The book, "Start to Finish Chicago: Windy City Mazes," includes depictions of the Lincoln Park Conservatory, the Art Institute's lions and the Field Museum.

Matthew Haussler, the artist behind the mazes, has made a name for himself by creating record-breaking and extremely detailed mazes that show off Chicago's sights.

"There's so much variety and so many different views and landscapes and cityscapes, it was kind of a no-brainer to me to focus on what I see every day," Haussler said.

It took Haussler six months to make the 45 mazes featured in the book. He included icons most will be familiar with (like Cloud Gate/ "the Bean"), as well as spots near to his heart, like a view of the Aragon from the Red Line. Haussler took in that view every day for a year while living and working in Uptown, he said.
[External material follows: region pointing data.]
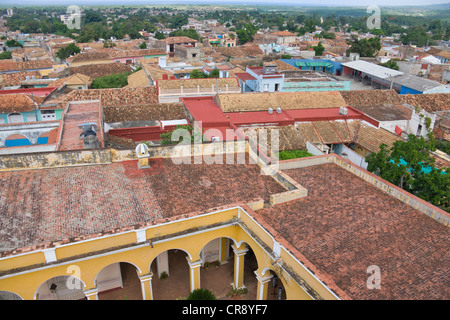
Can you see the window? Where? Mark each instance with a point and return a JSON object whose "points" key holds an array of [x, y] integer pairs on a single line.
{"points": [[48, 115], [15, 118]]}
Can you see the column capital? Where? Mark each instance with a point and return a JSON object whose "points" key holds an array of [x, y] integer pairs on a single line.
{"points": [[239, 251], [194, 264], [91, 294], [146, 277], [263, 279]]}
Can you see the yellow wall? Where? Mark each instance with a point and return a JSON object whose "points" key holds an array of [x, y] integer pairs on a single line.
{"points": [[90, 256]]}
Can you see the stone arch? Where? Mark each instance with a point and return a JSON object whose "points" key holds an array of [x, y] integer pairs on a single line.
{"points": [[8, 295], [61, 287], [114, 281], [217, 249], [170, 269]]}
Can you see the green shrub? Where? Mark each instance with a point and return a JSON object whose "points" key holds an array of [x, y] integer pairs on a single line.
{"points": [[293, 154]]}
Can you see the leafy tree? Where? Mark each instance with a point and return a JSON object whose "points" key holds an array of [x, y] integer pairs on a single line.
{"points": [[415, 35], [190, 33], [195, 74], [390, 64], [5, 55], [319, 49], [215, 73], [410, 166], [67, 51], [110, 81], [159, 35], [166, 138], [365, 47], [13, 43]]}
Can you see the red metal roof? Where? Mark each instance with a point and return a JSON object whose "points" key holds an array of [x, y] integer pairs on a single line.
{"points": [[244, 76], [41, 92], [259, 117]]}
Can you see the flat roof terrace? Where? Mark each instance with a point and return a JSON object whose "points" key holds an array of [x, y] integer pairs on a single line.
{"points": [[345, 225], [41, 206]]}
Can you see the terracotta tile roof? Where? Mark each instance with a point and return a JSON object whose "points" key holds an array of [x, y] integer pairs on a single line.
{"points": [[178, 40], [100, 70], [113, 54], [385, 112], [240, 51], [18, 102], [14, 79], [155, 72], [284, 100], [94, 199], [345, 225], [429, 102], [283, 66], [371, 138], [193, 83], [77, 79], [25, 65], [113, 97], [309, 132], [154, 111], [284, 34], [289, 137], [356, 98], [138, 79]]}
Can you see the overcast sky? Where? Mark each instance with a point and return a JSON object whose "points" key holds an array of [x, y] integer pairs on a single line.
{"points": [[249, 2]]}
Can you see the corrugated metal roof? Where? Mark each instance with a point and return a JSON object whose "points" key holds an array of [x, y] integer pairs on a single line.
{"points": [[372, 69]]}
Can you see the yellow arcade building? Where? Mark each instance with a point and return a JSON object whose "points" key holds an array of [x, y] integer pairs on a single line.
{"points": [[316, 225]]}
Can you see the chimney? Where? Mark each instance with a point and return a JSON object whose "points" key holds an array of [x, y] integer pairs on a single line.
{"points": [[143, 156]]}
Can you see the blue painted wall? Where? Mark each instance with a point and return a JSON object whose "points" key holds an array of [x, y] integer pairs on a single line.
{"points": [[337, 66], [406, 90]]}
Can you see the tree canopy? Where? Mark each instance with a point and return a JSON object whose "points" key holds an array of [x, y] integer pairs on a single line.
{"points": [[365, 47], [410, 166], [67, 51]]}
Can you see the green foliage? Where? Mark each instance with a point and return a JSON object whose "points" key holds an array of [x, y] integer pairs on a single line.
{"points": [[201, 294], [67, 51], [111, 81], [191, 33], [415, 35], [328, 35], [403, 166], [391, 64], [5, 55], [195, 74], [319, 49], [159, 35], [365, 47], [246, 33], [293, 154], [13, 43], [443, 145], [181, 131], [143, 45]]}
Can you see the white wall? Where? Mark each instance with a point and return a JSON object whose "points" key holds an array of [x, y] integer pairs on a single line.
{"points": [[353, 157], [109, 278]]}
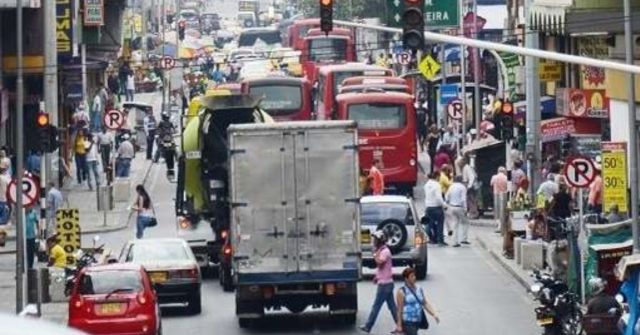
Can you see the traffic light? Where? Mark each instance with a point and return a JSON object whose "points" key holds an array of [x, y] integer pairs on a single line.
{"points": [[181, 26], [326, 16], [506, 118], [413, 25], [42, 124]]}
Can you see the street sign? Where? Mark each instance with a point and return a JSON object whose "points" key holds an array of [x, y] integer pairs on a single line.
{"points": [[441, 14], [429, 67], [113, 119], [448, 92], [579, 171], [614, 175], [455, 110], [550, 71], [30, 191], [394, 14], [68, 229], [166, 63]]}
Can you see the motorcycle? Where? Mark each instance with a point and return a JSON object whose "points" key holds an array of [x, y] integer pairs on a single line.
{"points": [[559, 312], [83, 258]]}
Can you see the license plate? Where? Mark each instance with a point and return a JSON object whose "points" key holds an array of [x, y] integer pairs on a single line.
{"points": [[158, 277], [545, 321], [365, 237], [110, 308]]}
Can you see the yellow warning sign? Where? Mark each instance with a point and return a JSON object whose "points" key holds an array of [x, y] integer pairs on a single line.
{"points": [[68, 229], [429, 67]]}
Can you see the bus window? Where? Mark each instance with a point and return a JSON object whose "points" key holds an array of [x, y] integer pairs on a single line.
{"points": [[378, 116]]}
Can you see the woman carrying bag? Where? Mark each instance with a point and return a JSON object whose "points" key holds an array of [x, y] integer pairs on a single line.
{"points": [[412, 305], [146, 212]]}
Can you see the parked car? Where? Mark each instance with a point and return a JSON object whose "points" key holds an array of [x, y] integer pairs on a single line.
{"points": [[114, 298], [172, 268], [397, 217]]}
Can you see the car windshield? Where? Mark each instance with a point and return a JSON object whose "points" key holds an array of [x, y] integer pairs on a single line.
{"points": [[154, 252], [328, 49], [105, 282], [372, 214], [269, 37], [378, 115], [278, 99]]}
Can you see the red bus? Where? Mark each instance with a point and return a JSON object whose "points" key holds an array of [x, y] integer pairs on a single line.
{"points": [[329, 78], [298, 31], [284, 98], [323, 49], [387, 131]]}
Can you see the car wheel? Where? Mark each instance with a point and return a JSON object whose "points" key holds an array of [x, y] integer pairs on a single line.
{"points": [[195, 303], [396, 234]]}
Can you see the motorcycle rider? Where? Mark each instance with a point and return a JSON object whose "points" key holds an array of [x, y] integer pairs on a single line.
{"points": [[166, 130]]}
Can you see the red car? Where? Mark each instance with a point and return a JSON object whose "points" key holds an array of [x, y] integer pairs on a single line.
{"points": [[114, 299]]}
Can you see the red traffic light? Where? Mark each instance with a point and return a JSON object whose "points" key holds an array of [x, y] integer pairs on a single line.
{"points": [[42, 119]]}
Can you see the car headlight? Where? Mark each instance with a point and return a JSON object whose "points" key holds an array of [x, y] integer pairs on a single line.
{"points": [[535, 288]]}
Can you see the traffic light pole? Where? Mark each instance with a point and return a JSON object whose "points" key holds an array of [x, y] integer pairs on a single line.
{"points": [[20, 231]]}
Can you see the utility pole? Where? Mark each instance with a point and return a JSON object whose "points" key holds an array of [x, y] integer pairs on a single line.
{"points": [[633, 134], [20, 232], [532, 85], [477, 101]]}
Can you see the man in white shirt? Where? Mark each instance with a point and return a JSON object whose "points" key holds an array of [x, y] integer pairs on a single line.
{"points": [[434, 209], [456, 198]]}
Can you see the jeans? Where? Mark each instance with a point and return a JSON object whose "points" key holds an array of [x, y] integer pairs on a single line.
{"points": [[436, 223], [123, 165], [31, 252], [384, 293], [93, 169], [81, 167], [141, 224], [130, 95]]}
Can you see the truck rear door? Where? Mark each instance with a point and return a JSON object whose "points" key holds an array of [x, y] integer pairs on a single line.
{"points": [[295, 200]]}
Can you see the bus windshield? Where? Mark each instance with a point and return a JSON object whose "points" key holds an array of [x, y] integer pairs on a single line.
{"points": [[378, 115], [327, 49], [278, 100]]}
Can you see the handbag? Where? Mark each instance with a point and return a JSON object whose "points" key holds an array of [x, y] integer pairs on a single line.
{"points": [[424, 323]]}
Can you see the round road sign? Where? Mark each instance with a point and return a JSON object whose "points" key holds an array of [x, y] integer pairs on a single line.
{"points": [[579, 171], [30, 191], [113, 119], [455, 110]]}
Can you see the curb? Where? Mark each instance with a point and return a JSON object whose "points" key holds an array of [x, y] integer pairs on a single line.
{"points": [[94, 230], [500, 259]]}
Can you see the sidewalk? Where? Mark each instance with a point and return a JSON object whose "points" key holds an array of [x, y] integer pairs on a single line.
{"points": [[492, 242]]}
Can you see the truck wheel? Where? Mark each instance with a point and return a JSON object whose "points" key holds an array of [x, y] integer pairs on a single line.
{"points": [[195, 303], [396, 234]]}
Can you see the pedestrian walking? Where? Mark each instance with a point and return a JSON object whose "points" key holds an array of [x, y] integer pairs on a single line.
{"points": [[80, 154], [126, 153], [376, 178], [412, 303], [150, 126], [31, 231], [383, 279], [54, 201], [92, 164], [434, 204], [456, 199], [105, 142], [131, 86], [144, 209]]}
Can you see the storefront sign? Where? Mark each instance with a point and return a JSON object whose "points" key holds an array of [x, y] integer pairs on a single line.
{"points": [[574, 102], [557, 128], [614, 175], [93, 13], [64, 28], [550, 71]]}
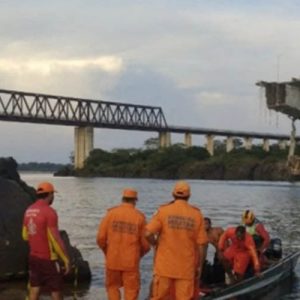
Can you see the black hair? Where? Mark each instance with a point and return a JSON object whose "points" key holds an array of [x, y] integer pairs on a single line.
{"points": [[240, 230], [208, 220], [129, 200], [42, 195], [186, 198]]}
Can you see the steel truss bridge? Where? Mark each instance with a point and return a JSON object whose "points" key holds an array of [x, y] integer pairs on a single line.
{"points": [[21, 106], [58, 110]]}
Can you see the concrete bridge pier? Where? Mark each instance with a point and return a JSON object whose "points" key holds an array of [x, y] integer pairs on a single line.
{"points": [[210, 144], [282, 145], [188, 139], [229, 144], [266, 145], [164, 139], [84, 144], [248, 143]]}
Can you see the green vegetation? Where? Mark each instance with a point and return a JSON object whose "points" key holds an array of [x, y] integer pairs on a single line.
{"points": [[180, 162]]}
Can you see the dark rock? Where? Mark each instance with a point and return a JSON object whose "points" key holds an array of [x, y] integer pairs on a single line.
{"points": [[15, 197]]}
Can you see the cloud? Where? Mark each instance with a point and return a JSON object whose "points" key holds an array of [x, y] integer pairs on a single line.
{"points": [[109, 64]]}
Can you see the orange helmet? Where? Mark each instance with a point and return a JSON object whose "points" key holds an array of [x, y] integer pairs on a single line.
{"points": [[130, 193], [181, 189], [248, 217], [45, 187]]}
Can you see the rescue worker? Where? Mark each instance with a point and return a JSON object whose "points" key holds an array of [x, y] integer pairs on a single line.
{"points": [[238, 255], [177, 230], [257, 230], [121, 238], [40, 229]]}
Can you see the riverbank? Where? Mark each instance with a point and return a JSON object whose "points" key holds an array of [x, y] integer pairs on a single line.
{"points": [[191, 163]]}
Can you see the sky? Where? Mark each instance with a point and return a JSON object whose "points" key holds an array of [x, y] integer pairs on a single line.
{"points": [[198, 60]]}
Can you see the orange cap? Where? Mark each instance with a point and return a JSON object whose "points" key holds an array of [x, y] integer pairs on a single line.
{"points": [[248, 217], [45, 187], [181, 189], [130, 193]]}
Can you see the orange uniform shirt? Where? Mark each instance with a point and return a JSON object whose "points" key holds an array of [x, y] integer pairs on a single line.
{"points": [[240, 245], [40, 229], [180, 228], [121, 237]]}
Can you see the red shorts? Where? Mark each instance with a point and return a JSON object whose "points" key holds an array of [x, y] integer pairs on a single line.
{"points": [[45, 273], [239, 259]]}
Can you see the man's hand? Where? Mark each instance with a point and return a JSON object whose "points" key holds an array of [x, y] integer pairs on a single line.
{"points": [[258, 274], [221, 255], [67, 268]]}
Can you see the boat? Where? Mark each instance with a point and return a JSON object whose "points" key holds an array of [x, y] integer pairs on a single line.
{"points": [[254, 287]]}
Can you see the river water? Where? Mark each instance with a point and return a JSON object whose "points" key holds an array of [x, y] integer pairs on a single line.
{"points": [[82, 202]]}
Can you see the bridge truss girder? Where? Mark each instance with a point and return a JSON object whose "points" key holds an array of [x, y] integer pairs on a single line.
{"points": [[48, 109]]}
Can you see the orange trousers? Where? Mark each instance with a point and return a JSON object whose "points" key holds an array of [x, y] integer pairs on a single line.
{"points": [[130, 280], [164, 287]]}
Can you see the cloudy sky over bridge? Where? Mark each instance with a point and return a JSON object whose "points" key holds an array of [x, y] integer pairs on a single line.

And though the mazes are art, Haussler designs them to be entertaining: Each can be solved (solutions are shown at the back of the book), colored in or enjoyed as is.

"I like to watch people get a little bit of excitement in and watch their interest be piqued when they look at my work," Haussler said.

Some people can go through the mazes in a few minutes and say they're too easy, Haussler said, while others find them too difficult. It's hard for him to judge the intensity since he makes them, but they are are more difficult than what you'd face on a restaurant placemat, he said.

Still, he promised, "They're not as hard as they look."

Haussler has made mazes as art since 2009. Though he does draw people and animals (one of the book's mazes features a Lincoln Park Zoo zebra), he said buildings are "a little more fun."

Haussler also makes maze books for children and he's working on mazes that show scenes from Chicago's "sister cities," including Galway in Ireland.

People have asked Haussler if it bothers him that people see his art as a game, he said, but he likes that people find his work entertaining.

"You're supposed to enjoy it. [It's] supposed to be fun," Haussler said. "Making a hobby to a career is what everyone dreams of."